April 6, 2021
Jordan permits import of 1,500 dairy cows following three-year hiatus
Jordan's Ministry of Agriculture has announced on April 2 that it had approved the import of 1,500 dairy cows after a three-year hiatus, citing "unfair and unjustified" hikes in fresh milk prices.
"The price of a kilo of farm-fresh milk is now double its price in 2018 when the decision to stop the import of dairy cows was taken," the ministry said, adding that such prices affect dairy manufacturers and, most importantly, consumers.
The ministry also noted that the prices of dairy products saw a 20% increase despite the fact that the impact of a global rise in feed prices on local dairy products does not exceed one piaster per kilo of milk. It indicated that the Jordan's annual needs of milk are estimated at 650,000 tonnes while local supply stands at 486,000 tonnes.
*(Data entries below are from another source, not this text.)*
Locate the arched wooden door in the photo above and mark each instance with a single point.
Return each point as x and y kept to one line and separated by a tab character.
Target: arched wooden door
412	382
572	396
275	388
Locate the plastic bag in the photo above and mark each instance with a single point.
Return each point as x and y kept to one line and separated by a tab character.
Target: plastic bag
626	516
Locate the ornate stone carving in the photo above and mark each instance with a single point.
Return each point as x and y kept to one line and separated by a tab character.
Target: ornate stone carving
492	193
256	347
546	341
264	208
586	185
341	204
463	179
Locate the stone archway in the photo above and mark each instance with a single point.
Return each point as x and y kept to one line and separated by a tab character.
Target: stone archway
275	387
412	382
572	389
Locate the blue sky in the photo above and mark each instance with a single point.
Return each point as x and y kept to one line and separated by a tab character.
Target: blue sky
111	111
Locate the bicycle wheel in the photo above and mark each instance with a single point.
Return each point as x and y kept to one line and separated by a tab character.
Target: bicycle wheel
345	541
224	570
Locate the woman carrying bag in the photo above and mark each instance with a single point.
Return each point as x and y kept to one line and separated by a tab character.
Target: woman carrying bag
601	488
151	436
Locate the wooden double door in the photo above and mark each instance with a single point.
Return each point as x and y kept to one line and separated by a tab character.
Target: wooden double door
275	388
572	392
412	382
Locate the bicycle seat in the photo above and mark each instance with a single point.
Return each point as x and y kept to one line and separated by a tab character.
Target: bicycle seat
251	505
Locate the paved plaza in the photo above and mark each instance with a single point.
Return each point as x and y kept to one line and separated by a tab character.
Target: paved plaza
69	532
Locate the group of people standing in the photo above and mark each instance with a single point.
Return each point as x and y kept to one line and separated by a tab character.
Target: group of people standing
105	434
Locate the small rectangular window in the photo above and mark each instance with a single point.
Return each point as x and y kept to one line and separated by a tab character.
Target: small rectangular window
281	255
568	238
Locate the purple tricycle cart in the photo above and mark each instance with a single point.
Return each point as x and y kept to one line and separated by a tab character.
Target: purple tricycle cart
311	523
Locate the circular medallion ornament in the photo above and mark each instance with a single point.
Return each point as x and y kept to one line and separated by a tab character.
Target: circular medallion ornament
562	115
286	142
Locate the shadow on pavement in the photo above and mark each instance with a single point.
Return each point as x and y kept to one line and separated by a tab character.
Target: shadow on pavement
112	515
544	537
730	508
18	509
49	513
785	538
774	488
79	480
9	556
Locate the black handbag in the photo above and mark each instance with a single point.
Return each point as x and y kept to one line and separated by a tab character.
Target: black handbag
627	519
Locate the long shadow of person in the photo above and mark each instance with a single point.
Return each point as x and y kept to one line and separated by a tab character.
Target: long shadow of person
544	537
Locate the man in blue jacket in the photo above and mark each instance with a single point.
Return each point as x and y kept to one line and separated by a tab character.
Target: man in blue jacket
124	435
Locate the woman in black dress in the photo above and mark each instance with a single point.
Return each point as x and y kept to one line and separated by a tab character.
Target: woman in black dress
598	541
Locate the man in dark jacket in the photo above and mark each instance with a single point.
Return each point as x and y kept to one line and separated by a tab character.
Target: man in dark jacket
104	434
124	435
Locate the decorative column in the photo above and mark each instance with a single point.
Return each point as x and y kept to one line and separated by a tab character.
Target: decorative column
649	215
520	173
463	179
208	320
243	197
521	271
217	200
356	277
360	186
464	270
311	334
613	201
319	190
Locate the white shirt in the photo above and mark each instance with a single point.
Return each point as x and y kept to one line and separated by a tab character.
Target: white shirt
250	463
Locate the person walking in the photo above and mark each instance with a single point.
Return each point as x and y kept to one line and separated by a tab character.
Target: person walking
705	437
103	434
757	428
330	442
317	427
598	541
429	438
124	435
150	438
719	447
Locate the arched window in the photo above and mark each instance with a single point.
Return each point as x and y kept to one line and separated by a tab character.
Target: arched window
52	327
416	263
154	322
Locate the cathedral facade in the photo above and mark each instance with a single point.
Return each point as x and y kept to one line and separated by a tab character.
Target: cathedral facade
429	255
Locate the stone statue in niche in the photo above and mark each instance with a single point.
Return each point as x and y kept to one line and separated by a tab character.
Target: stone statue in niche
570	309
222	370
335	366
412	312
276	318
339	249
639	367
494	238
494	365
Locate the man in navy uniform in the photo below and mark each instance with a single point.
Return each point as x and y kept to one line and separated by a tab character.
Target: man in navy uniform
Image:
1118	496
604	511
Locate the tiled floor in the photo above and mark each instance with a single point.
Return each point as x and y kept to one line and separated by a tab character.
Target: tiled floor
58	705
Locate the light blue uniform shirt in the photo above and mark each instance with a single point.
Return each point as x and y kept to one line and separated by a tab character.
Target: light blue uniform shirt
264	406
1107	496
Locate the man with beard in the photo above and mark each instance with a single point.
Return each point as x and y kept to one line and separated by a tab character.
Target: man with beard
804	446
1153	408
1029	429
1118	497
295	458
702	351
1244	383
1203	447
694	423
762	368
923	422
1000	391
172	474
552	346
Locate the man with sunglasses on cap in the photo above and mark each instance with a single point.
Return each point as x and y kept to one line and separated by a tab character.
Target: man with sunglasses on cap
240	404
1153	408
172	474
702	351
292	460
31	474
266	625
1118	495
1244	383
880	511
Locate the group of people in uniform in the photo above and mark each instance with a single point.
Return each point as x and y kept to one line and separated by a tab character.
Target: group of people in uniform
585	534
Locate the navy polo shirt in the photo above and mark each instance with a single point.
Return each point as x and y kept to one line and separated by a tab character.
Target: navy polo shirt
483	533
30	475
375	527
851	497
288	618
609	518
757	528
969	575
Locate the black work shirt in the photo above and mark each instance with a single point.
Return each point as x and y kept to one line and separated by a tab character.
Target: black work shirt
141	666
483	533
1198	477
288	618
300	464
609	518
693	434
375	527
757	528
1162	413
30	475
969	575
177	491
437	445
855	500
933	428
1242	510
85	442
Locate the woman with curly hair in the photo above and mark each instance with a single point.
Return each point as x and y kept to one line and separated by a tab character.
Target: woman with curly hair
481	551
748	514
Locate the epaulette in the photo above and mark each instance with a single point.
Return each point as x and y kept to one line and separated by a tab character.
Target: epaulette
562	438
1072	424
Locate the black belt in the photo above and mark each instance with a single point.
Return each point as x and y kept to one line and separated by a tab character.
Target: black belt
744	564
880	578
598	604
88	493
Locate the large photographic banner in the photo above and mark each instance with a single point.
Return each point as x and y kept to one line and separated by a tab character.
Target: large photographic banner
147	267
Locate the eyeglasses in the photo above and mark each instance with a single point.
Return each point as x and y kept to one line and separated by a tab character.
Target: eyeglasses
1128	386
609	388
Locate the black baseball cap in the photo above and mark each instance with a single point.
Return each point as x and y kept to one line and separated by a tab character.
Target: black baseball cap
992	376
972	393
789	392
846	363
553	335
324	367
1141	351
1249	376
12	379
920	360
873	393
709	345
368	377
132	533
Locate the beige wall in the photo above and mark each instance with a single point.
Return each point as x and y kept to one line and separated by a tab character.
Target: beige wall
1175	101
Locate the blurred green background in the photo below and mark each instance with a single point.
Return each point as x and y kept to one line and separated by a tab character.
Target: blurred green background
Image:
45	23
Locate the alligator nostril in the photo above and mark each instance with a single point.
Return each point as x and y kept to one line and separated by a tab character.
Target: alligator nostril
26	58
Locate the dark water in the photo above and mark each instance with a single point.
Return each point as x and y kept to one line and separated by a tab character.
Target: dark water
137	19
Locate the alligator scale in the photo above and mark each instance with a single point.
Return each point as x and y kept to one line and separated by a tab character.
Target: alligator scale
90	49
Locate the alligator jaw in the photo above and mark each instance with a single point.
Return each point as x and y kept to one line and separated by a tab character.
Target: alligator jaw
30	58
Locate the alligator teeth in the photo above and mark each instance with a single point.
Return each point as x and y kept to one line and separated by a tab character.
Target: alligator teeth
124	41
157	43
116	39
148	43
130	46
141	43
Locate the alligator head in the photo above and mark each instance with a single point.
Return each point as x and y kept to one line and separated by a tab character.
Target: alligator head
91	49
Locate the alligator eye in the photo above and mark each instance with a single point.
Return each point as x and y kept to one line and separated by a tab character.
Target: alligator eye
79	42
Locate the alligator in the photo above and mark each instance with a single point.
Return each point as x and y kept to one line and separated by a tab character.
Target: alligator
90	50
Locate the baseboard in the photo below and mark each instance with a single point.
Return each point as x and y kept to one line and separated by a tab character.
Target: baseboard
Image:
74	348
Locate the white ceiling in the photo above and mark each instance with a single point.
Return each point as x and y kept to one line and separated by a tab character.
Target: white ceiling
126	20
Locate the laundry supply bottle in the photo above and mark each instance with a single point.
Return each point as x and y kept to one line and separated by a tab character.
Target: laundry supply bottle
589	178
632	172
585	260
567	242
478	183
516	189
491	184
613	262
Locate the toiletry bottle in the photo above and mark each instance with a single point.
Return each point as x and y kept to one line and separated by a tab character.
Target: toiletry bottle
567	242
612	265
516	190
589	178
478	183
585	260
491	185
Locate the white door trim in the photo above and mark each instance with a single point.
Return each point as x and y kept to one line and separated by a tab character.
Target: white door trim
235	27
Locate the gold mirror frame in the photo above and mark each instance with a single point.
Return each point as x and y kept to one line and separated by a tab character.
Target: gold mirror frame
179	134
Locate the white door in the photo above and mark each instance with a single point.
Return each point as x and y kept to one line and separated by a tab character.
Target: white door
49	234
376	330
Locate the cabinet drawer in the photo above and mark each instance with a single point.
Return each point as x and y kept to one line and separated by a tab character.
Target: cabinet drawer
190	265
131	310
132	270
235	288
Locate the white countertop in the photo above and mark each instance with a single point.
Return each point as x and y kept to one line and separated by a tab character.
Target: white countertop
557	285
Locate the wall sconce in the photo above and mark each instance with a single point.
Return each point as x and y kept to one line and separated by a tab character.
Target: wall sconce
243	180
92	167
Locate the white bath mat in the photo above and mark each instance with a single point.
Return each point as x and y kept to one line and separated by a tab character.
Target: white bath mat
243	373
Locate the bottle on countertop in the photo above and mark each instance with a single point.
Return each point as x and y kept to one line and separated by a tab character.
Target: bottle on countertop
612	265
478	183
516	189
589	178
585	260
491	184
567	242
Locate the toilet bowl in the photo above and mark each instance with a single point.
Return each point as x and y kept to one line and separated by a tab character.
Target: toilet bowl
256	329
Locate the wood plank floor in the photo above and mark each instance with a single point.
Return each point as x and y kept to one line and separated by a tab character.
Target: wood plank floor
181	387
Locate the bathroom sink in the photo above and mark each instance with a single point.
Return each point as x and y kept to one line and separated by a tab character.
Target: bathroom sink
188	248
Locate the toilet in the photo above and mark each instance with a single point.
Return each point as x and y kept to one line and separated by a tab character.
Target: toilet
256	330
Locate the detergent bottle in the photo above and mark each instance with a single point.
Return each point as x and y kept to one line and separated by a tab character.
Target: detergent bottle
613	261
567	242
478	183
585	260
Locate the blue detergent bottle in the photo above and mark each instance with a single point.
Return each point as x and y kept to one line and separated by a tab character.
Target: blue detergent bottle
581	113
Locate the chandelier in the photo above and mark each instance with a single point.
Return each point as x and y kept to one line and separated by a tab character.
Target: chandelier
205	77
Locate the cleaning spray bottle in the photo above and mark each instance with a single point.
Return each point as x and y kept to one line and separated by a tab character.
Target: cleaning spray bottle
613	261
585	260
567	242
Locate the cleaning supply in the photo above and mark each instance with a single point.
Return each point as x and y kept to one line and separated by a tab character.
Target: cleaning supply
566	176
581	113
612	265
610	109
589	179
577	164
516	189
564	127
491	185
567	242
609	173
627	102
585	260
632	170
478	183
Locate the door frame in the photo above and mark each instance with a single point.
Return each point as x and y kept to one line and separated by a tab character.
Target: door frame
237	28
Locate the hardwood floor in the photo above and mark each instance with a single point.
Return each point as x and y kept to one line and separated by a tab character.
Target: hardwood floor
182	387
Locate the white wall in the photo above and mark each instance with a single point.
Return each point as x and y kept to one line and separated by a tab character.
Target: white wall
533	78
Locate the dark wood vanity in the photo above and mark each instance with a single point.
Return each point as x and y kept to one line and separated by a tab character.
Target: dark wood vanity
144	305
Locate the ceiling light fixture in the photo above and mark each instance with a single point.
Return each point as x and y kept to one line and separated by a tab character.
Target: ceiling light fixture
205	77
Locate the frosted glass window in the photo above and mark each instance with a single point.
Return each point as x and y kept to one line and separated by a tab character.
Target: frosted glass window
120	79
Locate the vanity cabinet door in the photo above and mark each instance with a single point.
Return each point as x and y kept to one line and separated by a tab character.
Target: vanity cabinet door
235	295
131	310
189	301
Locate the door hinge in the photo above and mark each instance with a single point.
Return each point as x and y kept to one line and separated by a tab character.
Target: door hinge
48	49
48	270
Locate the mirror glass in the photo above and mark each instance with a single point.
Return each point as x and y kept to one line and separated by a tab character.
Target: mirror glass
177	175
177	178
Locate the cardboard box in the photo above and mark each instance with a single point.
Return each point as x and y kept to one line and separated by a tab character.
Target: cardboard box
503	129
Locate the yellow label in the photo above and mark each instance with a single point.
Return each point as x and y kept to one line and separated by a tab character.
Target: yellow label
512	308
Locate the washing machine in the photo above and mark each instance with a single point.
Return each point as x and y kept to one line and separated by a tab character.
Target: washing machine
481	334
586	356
Additionally, the ministry highlighted that while it has the authority to allow the import of 9,000 dairy cows a year, it had provided permits for only 1,500 to protect cattle farmers and encourage them to boost their farms' milk yields.
It added that the permits were given to two dairy companies with factories employing large number of Jordanians, stressing that the licenses were given after a field check of those manufacturers' farms proved they needed the cows.
The ministry indicated the permits do not allow the companies to sell the imported cattle.